Eric Alterman wrote recently that Michele Bachmann should not be taken seriously as a national political force.
Alterman is correct that the public has a right to expect that a Member of Congress from Minnesota and putative Republican presidential aspirant like Bachmann has an obligation to possess a requisite amount of knowledge to fulfill any kind of positive role within the American political system.
To be taken seriously Bachmann needs to have at least some of that quality they refer to as gravitas. This stems from knowing certain important facts and taking sober and reasoned positions on basic issues.
What troubled Alterman and scores of other Americans is that recently Bachmann proclaimed that America's Founding Fathers detested slavery and eliminated it. As many respondents pointed out, any informed grade school youngster knows that slavery was not abolished until Abraham Lincoln waged a bloody civil war.
This conflict cost more American lives than any other the nation fought. It was not until Abraham Lincoln's Union forces defeated the Confederacy that the scourge of slavery was eliminated.
Bachmann then visited New Hampshire and delivered a speech in gives all evidence of a fledgling presidential run, a trial balloon. It was plausible to visit New Hampshire given its importance as the second key state in the 2012 primary sweepstakes following the also crucial Iowa caucuses.
The Minnesotan sought to please citizens in the "live free or die" state by proclaiming that New Hampshire played a vital role in the American revolutionary cause through the significance of Lexington and Concord.
While it is true that the first military engagements of the American Revolution were fought in those historic cities, the bad news for Bachmann is that she had the wrong state.

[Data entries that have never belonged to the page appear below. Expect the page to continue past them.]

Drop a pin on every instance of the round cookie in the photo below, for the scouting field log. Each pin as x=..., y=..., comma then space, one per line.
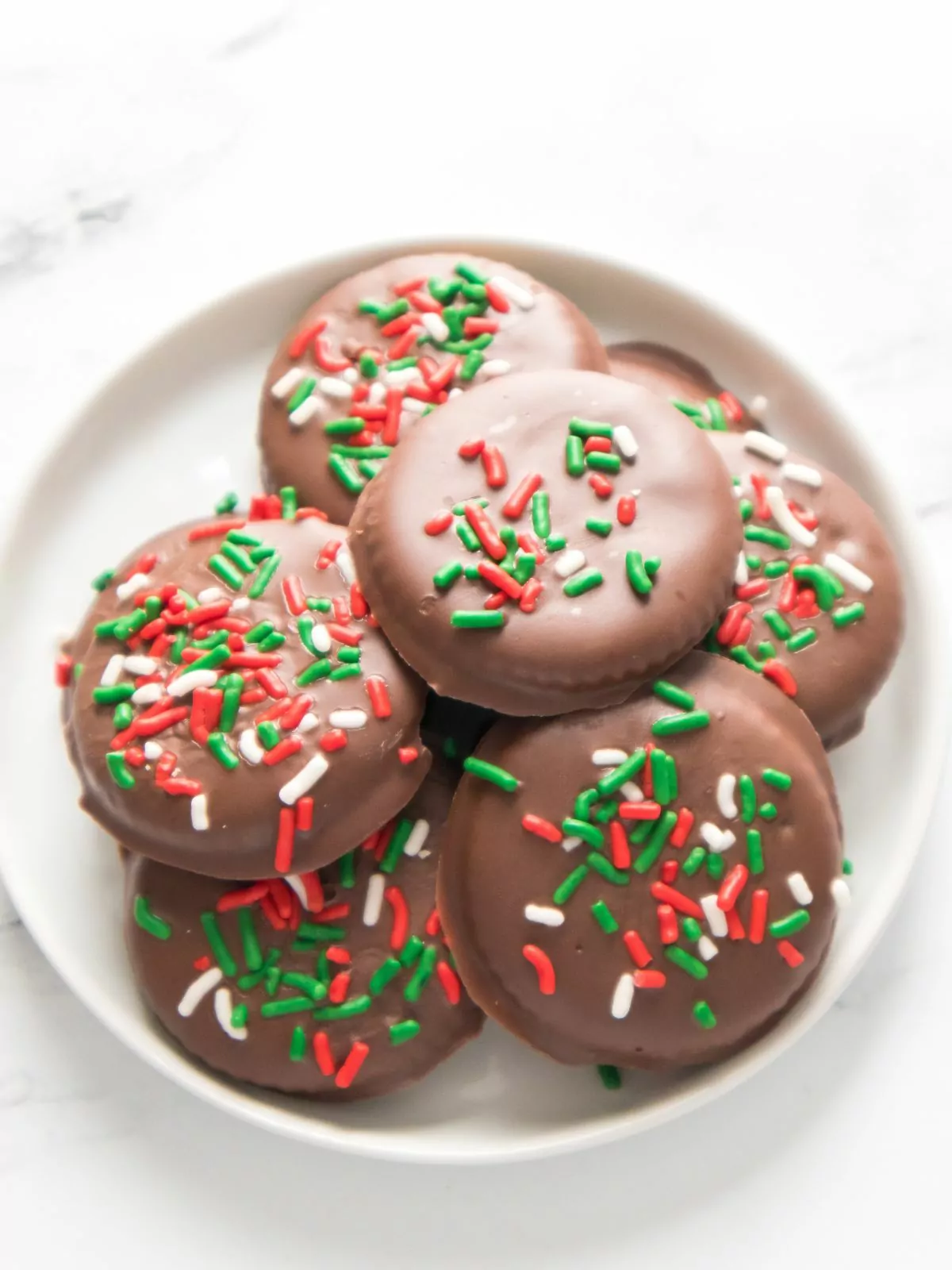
x=549, y=543
x=336, y=984
x=645, y=908
x=683, y=380
x=818, y=600
x=386, y=346
x=268, y=728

Once again, an informed grade school student knows that the historically significant states of Lexington and Concord are located in Massachusetts and not New Hampshire.
Commentators are best adapted to speaking from their own personal experiences. Here is where MSNBC talk show host Lawrence O'Donnell entered the picture in critiquing Bachmann. Before becoming a commentator O'Donnell served as a Democratic aide in the U.S. Senate.
Like Alterman, O'Donnell was aghast at Bachmann's manifestations of historical ignorance. He added another significant point.
O'Donnell knows through personal experience the importance of members of the House and Senate hiring top staffers. A former five term House member told me that a major reason why Ted Kennedy became one of the major figures in Senate history was that he possessed a brilliant staff.
O'Donnell found it at least as inconceivable as well as unforgivable that, considering the fact that Bachmann's gaffes were prepared statements, her staff was not there to protect her. O'Donnell's question was what kind of staff Bachmann has advising her.
While progressives have concentrated their focus on how unqualified Bachmann is to serve in the House much less as president, a case can be made that a run for the presidency would serve the national interest.
As a favorite of Tea Party circles who is a fixture at their major rallies and seminars, having her as a presidential candidate would give the nation's voters a chance to evaluate the Tea Party and the causes for which it stands as well as the candidate herself.
Many within the Tea Party deny that it has a racial component. Some say that the Birther question is a fringe issue and that the Tea Party should be taken seriously for what it actually is, a tax protest force reminiscent of the early days of America. They explain that their very name is symbolic of their status as a tax protest party, that bold act of American colonists dumping British tea into Boston Harbor to protest tax policies.
It is no accident that the two favorites of Tea Partiers are Glenn Beck on the airwaves and Bachmann in the political sphere. Beck is noted for imputations of treason in the worst tradition of Senator Joseph McCarthy, even invoking puppet shows to enhance his on camera message.